Latnet class analysis - sooo slow with 200,000 dataset

Rose Matthews

Join Date: Aug 2023

Posts: 154
#1

Latnet class analysis - sooo slow with 200,000 dataset

08 Feb 2024, 16:12

I’m running latent class analysis on a dataset of 285,000 observations. Not a massive dataset.

I’ve got 6 variables

3 variables postopvarq* each of which are ordinal data from 1-5 . These are 3 separate questions of the individual ability to do a task eg go up the stairs measured after the procedure

3 variables preopq* each of which are ordinal data from 1-5 . These the same 3 questions as above of the individual ability to do a task eg go up the stairs measured BEFORE the procedure

Aim; To assess the trajectories early and fast improvers vs late improvers vs no improvers using latent class analysis

Then after advice from this forum, I decided to try this out . With the intention that the preop score may determine the class.

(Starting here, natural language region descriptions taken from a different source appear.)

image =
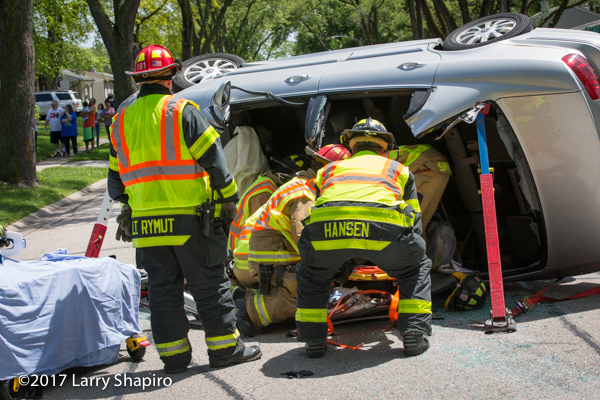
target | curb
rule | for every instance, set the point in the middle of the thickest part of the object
(50, 213)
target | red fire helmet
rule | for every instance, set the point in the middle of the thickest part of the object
(153, 58)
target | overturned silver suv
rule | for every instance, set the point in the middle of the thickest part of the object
(543, 134)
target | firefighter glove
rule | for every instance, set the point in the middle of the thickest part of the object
(124, 229)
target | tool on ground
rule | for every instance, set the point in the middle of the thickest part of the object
(297, 374)
(124, 231)
(500, 319)
(99, 231)
(470, 292)
(526, 304)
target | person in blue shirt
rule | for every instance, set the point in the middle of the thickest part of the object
(69, 130)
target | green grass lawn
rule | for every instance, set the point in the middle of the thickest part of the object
(55, 184)
(100, 153)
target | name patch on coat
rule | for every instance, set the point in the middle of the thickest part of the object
(156, 226)
(346, 228)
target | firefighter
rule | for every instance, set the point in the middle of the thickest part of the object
(367, 208)
(431, 172)
(168, 170)
(272, 247)
(255, 196)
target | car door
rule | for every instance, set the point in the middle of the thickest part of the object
(404, 65)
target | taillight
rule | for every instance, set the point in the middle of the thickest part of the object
(586, 74)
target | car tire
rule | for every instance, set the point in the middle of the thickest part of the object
(474, 34)
(206, 66)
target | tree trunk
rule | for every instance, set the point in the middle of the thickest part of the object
(445, 14)
(17, 77)
(188, 31)
(118, 40)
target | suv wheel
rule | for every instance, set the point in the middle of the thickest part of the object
(206, 66)
(487, 30)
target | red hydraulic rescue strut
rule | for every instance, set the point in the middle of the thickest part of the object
(501, 319)
(99, 231)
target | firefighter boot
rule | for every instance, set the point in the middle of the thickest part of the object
(415, 344)
(244, 323)
(315, 349)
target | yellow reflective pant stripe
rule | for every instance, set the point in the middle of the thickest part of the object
(264, 257)
(204, 142)
(241, 264)
(172, 348)
(261, 310)
(113, 163)
(373, 214)
(410, 306)
(339, 244)
(311, 314)
(222, 342)
(160, 241)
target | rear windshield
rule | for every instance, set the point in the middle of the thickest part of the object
(43, 97)
(64, 96)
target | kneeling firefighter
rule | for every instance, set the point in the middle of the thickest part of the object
(255, 196)
(366, 207)
(273, 253)
(163, 152)
(431, 171)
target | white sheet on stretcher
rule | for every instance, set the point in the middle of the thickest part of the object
(65, 311)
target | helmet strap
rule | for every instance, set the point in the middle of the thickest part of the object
(370, 146)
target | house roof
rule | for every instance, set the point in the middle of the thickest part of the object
(71, 74)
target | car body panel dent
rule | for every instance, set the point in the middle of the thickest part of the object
(564, 158)
(466, 77)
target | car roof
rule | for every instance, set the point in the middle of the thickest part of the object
(55, 91)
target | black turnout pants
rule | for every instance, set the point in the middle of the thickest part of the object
(200, 262)
(403, 259)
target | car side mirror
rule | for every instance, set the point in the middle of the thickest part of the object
(219, 104)
(316, 115)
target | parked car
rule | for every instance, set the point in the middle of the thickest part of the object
(542, 131)
(45, 98)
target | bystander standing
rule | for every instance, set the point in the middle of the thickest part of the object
(69, 130)
(98, 120)
(107, 114)
(53, 119)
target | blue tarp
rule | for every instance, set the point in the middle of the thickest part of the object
(65, 311)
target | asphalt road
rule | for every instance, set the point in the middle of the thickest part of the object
(554, 354)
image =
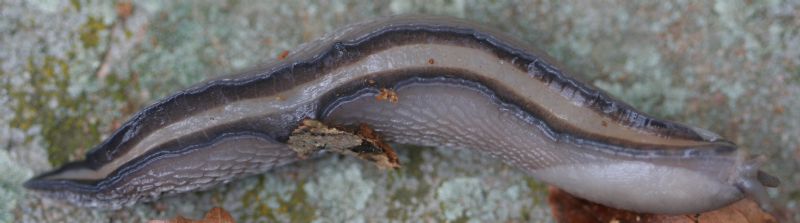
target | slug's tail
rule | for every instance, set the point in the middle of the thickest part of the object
(753, 182)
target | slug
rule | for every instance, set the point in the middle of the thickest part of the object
(450, 84)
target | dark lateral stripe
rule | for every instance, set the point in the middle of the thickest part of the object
(271, 80)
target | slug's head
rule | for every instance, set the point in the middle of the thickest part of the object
(753, 182)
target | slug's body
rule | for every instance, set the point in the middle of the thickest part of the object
(458, 86)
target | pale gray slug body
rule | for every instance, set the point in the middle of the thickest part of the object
(459, 86)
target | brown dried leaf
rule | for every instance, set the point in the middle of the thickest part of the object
(568, 208)
(215, 215)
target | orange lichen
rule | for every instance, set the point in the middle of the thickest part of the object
(387, 157)
(387, 95)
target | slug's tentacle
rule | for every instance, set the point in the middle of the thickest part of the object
(418, 80)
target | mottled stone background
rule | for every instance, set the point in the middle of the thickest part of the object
(72, 71)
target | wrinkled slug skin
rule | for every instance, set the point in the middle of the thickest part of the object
(459, 85)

This takes 5 hours to run

gsem (postopvarq1 postopvarq2 postopvarq3 <- , ologit) (C <- preopqvar1 preopqvar2 preopqvar3), lclass(C 3)

However, after discussion with another statistician, advised me to use this syntax that I had initially used . As you can see the -preopq*- are included within the model. The principle behind it is to plot the graphs and see the trajectory preop to postop

Code:

gsem (postopvarq1 postopvarq2 postopvarq3 varq4 PREopq1 preopq2 preopq3 preopq4<- ), ologit lclass(C 3)

This takes at least 6 hrs to run… still going!

Question
Which would be the right way of doing it ?

Is there anyway you could make no 2 go faster (at 61 iterations!)
Tags: None
Mike Lacy

Join Date: Apr 2014

Posts: 2416
#2

08 Feb 2024, 17:37

First, latent class analysis is often slow, and contrary to your remark, most people would regard 285,000 observations as a large data set, and likely to be slow for any estimation procedure involving iteration/maximum likelihood.

Some possibly helpful suggestions:

1) Try taking a random sample of 1,000 or 2,000 observations, and seeing how long that takes. The results are likely to be quite similar to the full sample results, and doing so would give you a sense of whether your model is even estimable from your data.

2) If your analysis is slow because it is requiring a lot of iterations (you didn't say), then some tweaking of the maximization procedure might help. In my limited experience with latent class models, this has been necessary to even get the estimation procedure to converge at all. You might try something like this:

Code:

gsem etc., lclass(C 3) difficult technique(nr 2 bfgs 2 dfp 2 bhhh 2)

Using -difficult- and switching maximization techniques (arrived at by "messing around") could help a lot and shouldn't hurt.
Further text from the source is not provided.